Une mauvaise orientation scolaire peut briser une vie.  Plusieurs générations d’élèves ont été ainsi sacrifiées. Les mots sont forts, à la mesure de ces réalités. Les travaux de Bourdieu nous éclairent sur les phénomènes de reproduction sociale. Ici apparaît une donnée supplémentaire: l’origine. J’ai moi – comme d’autres – eu connaissance du cas de ce conseil de classe qui s’est tenu dans une haute école bruxelloise, où des propos inacceptables ont été prononcés. Des abus existent donc. Mais à titre personnel, pour avoir participé à de nombreux conseils de classe, je vous assure toutefois que le phénomène est tout à fait marginal.
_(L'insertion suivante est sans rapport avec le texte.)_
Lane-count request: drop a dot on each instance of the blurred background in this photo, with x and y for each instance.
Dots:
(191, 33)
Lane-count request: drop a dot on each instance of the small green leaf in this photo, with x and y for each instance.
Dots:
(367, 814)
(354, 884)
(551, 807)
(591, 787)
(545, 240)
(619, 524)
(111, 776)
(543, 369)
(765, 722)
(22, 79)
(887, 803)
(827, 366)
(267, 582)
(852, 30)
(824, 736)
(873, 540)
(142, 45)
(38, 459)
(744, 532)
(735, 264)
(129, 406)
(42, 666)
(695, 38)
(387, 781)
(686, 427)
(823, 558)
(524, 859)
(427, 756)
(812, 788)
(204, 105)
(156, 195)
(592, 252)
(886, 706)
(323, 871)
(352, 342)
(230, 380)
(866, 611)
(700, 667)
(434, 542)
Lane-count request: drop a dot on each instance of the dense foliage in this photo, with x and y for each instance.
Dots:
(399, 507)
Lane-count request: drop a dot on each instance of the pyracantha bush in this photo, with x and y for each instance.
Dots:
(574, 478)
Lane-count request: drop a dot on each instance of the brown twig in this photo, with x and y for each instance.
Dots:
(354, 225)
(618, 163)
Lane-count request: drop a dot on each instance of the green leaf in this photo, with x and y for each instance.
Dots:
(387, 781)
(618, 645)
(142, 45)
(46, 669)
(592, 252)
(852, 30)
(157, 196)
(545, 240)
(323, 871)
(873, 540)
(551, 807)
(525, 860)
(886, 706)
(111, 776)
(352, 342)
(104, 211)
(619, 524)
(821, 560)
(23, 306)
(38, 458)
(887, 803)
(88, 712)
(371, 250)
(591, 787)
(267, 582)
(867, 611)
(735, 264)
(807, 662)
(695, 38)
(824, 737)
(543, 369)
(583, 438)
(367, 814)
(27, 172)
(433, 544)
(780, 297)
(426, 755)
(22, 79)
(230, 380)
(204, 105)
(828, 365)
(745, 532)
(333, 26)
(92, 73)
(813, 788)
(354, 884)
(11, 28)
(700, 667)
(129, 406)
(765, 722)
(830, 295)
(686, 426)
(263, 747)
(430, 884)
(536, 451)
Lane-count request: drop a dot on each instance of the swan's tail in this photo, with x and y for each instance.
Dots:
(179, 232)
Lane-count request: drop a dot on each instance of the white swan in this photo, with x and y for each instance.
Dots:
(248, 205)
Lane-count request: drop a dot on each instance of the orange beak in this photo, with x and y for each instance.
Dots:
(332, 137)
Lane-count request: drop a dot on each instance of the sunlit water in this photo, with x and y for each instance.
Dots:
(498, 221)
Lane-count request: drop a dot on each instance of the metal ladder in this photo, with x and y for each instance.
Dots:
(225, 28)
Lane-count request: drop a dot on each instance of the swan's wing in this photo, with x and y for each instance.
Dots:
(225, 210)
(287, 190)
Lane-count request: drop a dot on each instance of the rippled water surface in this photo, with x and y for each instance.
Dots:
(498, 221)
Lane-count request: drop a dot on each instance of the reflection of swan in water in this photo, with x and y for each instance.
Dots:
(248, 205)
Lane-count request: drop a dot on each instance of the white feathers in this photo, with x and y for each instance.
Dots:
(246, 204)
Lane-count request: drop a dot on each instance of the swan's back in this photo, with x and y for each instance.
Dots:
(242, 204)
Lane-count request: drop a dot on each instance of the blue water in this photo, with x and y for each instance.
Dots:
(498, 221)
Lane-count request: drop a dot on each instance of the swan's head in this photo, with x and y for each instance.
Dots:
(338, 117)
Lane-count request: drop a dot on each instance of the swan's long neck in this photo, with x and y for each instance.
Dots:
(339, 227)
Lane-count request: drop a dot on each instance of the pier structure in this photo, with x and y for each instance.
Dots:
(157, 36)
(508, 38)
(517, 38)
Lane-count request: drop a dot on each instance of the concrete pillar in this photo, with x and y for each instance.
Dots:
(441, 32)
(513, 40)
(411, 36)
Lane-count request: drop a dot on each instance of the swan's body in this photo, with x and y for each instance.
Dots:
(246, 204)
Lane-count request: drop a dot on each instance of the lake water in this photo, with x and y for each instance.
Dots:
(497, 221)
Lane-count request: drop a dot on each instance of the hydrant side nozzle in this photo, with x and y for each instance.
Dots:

J’irai même plus loin; parfois, tout part d’une bonne intention: «Vu le milieu d’où elle vient, ce n’est déjà pas si mal qu’elle termine sa sixième». La méconnaissance des mécanismes comme ceux liés aux stéréotypes et à la discrimination va jusqu’à générer une impression de “bien faire”. L’inconscient joue ici un grand rôle.

Toutefois, je prends note de la détermination de la Ministre Désir à lutter activement contre ces phénomènes. L’espoir est permis, et je resterai attentive à la suite des travaux à ce sujet.